Banyak sekali permasalahan banjir di Indonesia yang perlu
dikaji secara mendalam. Misalnya, banjir Sungai Citarum pada tahun 2000.
Masalahnya, banjir dengan diikuti tanah longsor seperti yang terjadi di
berbagai daerah seperti di Aceh, Lampung, Jakarta, Bandung, Cilacap,
Purwokerto, Kebumen, Gorontalo, tidak cukup hanya diratapi bersama
sebagai bencana alam. Juga tidak cukup bila hanya dengan mengkambinghitamkan
hujan deras sebagai penyebab tunggal. Seluruh faktor penyebab harus diungkap
dan jalan pemecahannya perlu dicari agar bisa ditindaklanjuti secara serius.

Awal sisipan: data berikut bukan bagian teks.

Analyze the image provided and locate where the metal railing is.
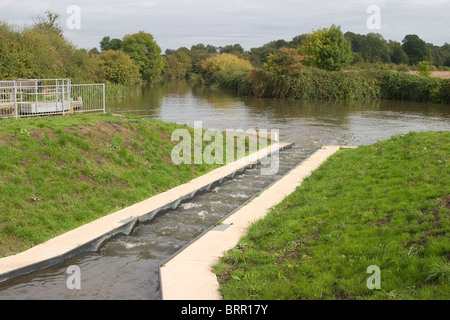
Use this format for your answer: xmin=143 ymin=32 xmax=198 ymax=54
xmin=0 ymin=79 xmax=105 ymax=119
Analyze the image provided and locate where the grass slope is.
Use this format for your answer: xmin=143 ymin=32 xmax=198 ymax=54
xmin=214 ymin=131 xmax=450 ymax=300
xmin=0 ymin=114 xmax=243 ymax=257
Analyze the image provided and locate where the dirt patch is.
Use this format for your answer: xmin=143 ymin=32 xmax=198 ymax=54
xmin=431 ymin=195 xmax=450 ymax=227
xmin=0 ymin=135 xmax=13 ymax=146
xmin=375 ymin=213 xmax=393 ymax=227
xmin=431 ymin=195 xmax=450 ymax=214
xmin=30 ymin=129 xmax=57 ymax=141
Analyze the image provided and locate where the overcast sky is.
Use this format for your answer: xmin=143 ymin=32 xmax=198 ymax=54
xmin=1 ymin=0 xmax=449 ymax=51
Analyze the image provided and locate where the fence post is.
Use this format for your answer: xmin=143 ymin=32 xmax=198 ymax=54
xmin=56 ymin=80 xmax=59 ymax=114
xmin=14 ymin=82 xmax=18 ymax=119
xmin=102 ymin=84 xmax=106 ymax=113
xmin=62 ymin=84 xmax=65 ymax=116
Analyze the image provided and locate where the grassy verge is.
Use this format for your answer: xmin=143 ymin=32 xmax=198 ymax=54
xmin=0 ymin=114 xmax=260 ymax=257
xmin=214 ymin=131 xmax=450 ymax=300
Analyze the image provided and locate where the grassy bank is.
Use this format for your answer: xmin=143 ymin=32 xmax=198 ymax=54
xmin=214 ymin=131 xmax=450 ymax=300
xmin=0 ymin=114 xmax=256 ymax=258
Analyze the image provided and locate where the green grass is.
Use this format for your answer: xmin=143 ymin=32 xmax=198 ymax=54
xmin=0 ymin=113 xmax=261 ymax=257
xmin=213 ymin=131 xmax=450 ymax=300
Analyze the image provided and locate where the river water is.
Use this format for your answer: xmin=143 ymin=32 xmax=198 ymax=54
xmin=0 ymin=81 xmax=448 ymax=300
xmin=108 ymin=81 xmax=450 ymax=147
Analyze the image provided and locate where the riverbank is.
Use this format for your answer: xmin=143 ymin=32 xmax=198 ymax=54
xmin=0 ymin=114 xmax=259 ymax=258
xmin=210 ymin=67 xmax=450 ymax=104
xmin=213 ymin=131 xmax=450 ymax=300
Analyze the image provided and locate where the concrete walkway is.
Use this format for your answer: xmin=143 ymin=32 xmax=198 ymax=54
xmin=0 ymin=142 xmax=290 ymax=283
xmin=160 ymin=145 xmax=355 ymax=300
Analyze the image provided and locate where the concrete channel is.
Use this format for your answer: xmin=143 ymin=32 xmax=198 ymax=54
xmin=0 ymin=142 xmax=293 ymax=284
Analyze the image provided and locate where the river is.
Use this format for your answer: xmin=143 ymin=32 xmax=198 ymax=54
xmin=108 ymin=80 xmax=450 ymax=147
xmin=0 ymin=80 xmax=448 ymax=300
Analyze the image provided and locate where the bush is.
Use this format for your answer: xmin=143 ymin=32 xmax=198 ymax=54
xmin=416 ymin=61 xmax=431 ymax=77
xmin=250 ymin=67 xmax=381 ymax=101
xmin=378 ymin=71 xmax=442 ymax=102
xmin=201 ymin=53 xmax=254 ymax=83
xmin=212 ymin=69 xmax=254 ymax=95
xmin=100 ymin=50 xmax=142 ymax=86
xmin=437 ymin=79 xmax=450 ymax=104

Sedikitnya ada lima faktor penting penyebab banjir di
Indonesia yaitu:
1. Faktor hujan.
Hujan bukanlah penyebab utamna banjir dan tidak selamanya
hujan lebat akan menimbulkan banjir. Begitu pula sebaliknya . Terjadi atau
tidaknya banjir justru sangat tergantung dari keempat faktor penyebab lainnya
karena secara statistik hujan sekarang ini merupakan pengulangan belaka dari
hujan yang telah terjadi di masa lalu. Hujan sejak jutaan tahun yang lalu
berinteraksi dengan faktor ekologi, geologi, vulkanik mengukir permukaan bumi
menghasilkan lembah, sungai, danau, cekungan serta sungai dan
bantarannya. Permukaan bumi ini kemudian memperlihatkan secara jelas
lokasi-lokasi rawan banjir yang perlu diwaspadai.
Penanggulangan banjir dari faktor hujan ini sangat sulit,
bahkan mustahil, karena hujan adalah faktor ekstern yang digerakkan oleh iklim
makro/global. Usaha yang bisa dilakukan adalah menjauhkan permukiman, industri
dan pusat pertumbuhan lainnya dari daerah banjir yang sudah secara historis
dipetakan oleh hujan. Untuk mengurangi kerugian banjir akibat hujan, bisa
dikembangkan fungsi peringatan dini. Caranya dengan mengukur tinggi hujan di
berbagai tempat, lalu dibuat kurva hubungan antara curah hujan (tinggi hujan)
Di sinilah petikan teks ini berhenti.